1 files changed, 116 insertions, 0 deletions

diff --git a/raddb/mods-available/README.rst b/raddb/mods-available/README.rst
new file mode 100644
index 0000000..79ed5c3
--- /dev/null
+++ b/raddb/mods-available/README.rst
@@ -0,0 +1,116 @@
+Modules in Version 3
+====================
+
+As of Version 3, all of the modules have been placed in the
+"mods-available/" directory.  This practice follows that used by other
+servers such as Nginx, Apache, etc.  The "modules" directory should
+not be used.
+
+Modules are enabled by creating a file in the mods-enabled/ directory.

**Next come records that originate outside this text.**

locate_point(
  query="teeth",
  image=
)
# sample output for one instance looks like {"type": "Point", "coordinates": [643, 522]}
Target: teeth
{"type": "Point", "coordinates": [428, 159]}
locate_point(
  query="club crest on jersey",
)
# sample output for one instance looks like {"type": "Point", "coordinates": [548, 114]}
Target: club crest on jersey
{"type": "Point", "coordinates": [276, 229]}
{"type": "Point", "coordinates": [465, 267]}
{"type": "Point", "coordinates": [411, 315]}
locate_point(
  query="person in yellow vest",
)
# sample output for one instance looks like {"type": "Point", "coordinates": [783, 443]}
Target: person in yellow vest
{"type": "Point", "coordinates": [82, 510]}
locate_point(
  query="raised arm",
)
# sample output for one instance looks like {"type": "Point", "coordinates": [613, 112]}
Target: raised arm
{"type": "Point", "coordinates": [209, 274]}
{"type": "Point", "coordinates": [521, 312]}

+You can also create a soft-link from one directory to another::
+
+  $ cd raddb/mods-enabled
+  $ ln -s ../mods-available/foo
+
+This will enable module "foo".  Be sure that you have configured the
+module correctly before enabling it, otherwise the server will not
+start.  You can verify the server configuration by running
+"radiusd -XC".
+
+A large number of modules are enabled by default.  This allows the
+server to work with the largest number of authentication protocols.

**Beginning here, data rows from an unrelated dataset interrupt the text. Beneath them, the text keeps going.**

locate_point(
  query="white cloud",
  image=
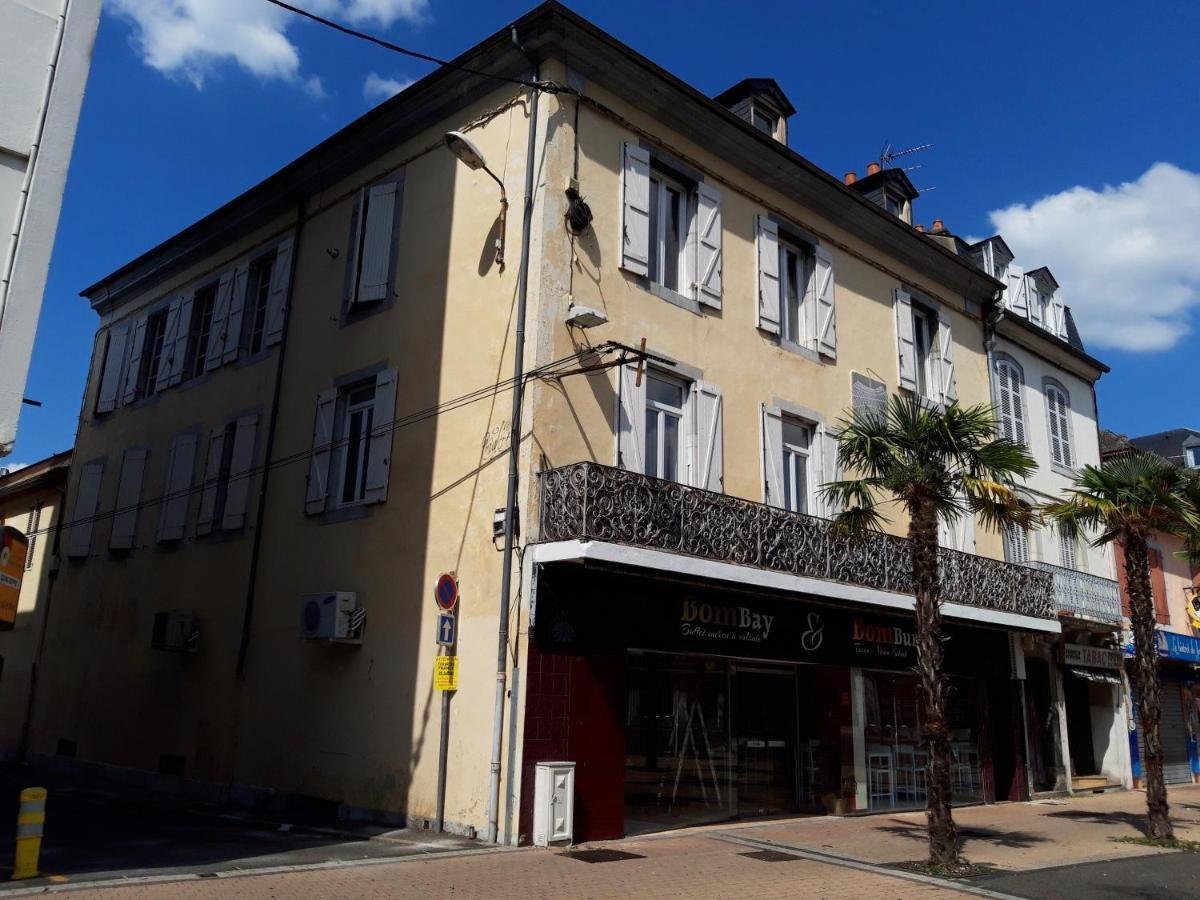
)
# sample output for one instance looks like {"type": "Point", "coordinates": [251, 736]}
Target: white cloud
{"type": "Point", "coordinates": [189, 39]}
{"type": "Point", "coordinates": [1126, 256]}
{"type": "Point", "coordinates": [377, 89]}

+Please be careful when disabling modules.  You will likely need to
+edit the "sites-enabled/" files to remove references to any disabled
+modules.
+
+Conditional Modules
+-------------------
+
+Version 3 allows modules to be conditionally loaded.  This is useful
+when you want to have a virtual server which references a module, but
+does not require it.  Instead of editing the virtual server file, you
+can just conditionally enable the module.
+
+Modules are conditionally enabled by adding a "-" before their name in
+a virtual server.  For example, you can do::
+
+  server {
+    authorize {
+      ...
+      ldap
+      -sql
+      ...
+    }
+  }
+
+This says "require the LDAP module, but use the SQL module only if it
+is configured."
+
+This feature is not very useful for production configurations.  It is,
+however, very useful for the default examples that ship with the
+server.
+
+Ignoring module
+---------------
+
+If you see this message::
+
+  Ignoring module (see raddb/mods-available/README.rst)
+
+Then you are in the right place.  Most of the time this message can be
+ignored.  The message can be fixed by finding the references to "-module"

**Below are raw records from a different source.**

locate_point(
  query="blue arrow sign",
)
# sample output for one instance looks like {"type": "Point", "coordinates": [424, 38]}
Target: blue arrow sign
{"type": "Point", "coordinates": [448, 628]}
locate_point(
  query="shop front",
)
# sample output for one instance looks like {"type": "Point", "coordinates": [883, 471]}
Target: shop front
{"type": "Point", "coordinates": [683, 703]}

+in the virtual server, and deleting them.
+
+Another way to fix it is to configure the module, as described above.
+
+Simplification
+--------------
+
+Allowing conditional modules simplifies the default virtual servers
+that are shipped with FreeRADIUS.  This means that if you want to
+enable LDAP (for example), you no longer need to edit the files in
+raddb/sites-available/ in order to enable it.
+
+Instead, you should edit the raddb/mods-available/ldap file to point
+to your local LDAP server.  Then, enable the module via the soft-link
+method described above.
+
+Once the module is enabled, it will automatically be used in the
+default configuration.
+
+Multiple Instances
+------------------
+
+It is sometimes necessary to have the same module do two different
+things.  The server supports this functionality via "instances" of
+modules.
+
+Normally, a module configuration looks like this:
+
+  sql {
+    ... sql stuff ...
+  }
+
+This module is then refereed to as the "sql" module.
+
+
+But what happens if you want to connect to two different SQL
+databases?  The solution is simple; copy the "sql" module
+configuration, and add an instance name after the "sql" string:
+
+  sql mysql1 {
+    ... configuration for connecting to mysql11 ...
+  }
+  
+  sql mysql2 {
+    ... configuration for connecting to mysql12 ...
+  }
+
+This configuration says "load the SQL module, but create two copies of
+it, with different configurations".  The different configurations can
+be referred to by name, as "mysql1" and "mysql2".  That is, anywhere
+you would normally use "sql", you could use either "mysql1" or
+"mysql2".
+
+For further examples of using module instances, see the "attr_filter"
+module configuration in this directory.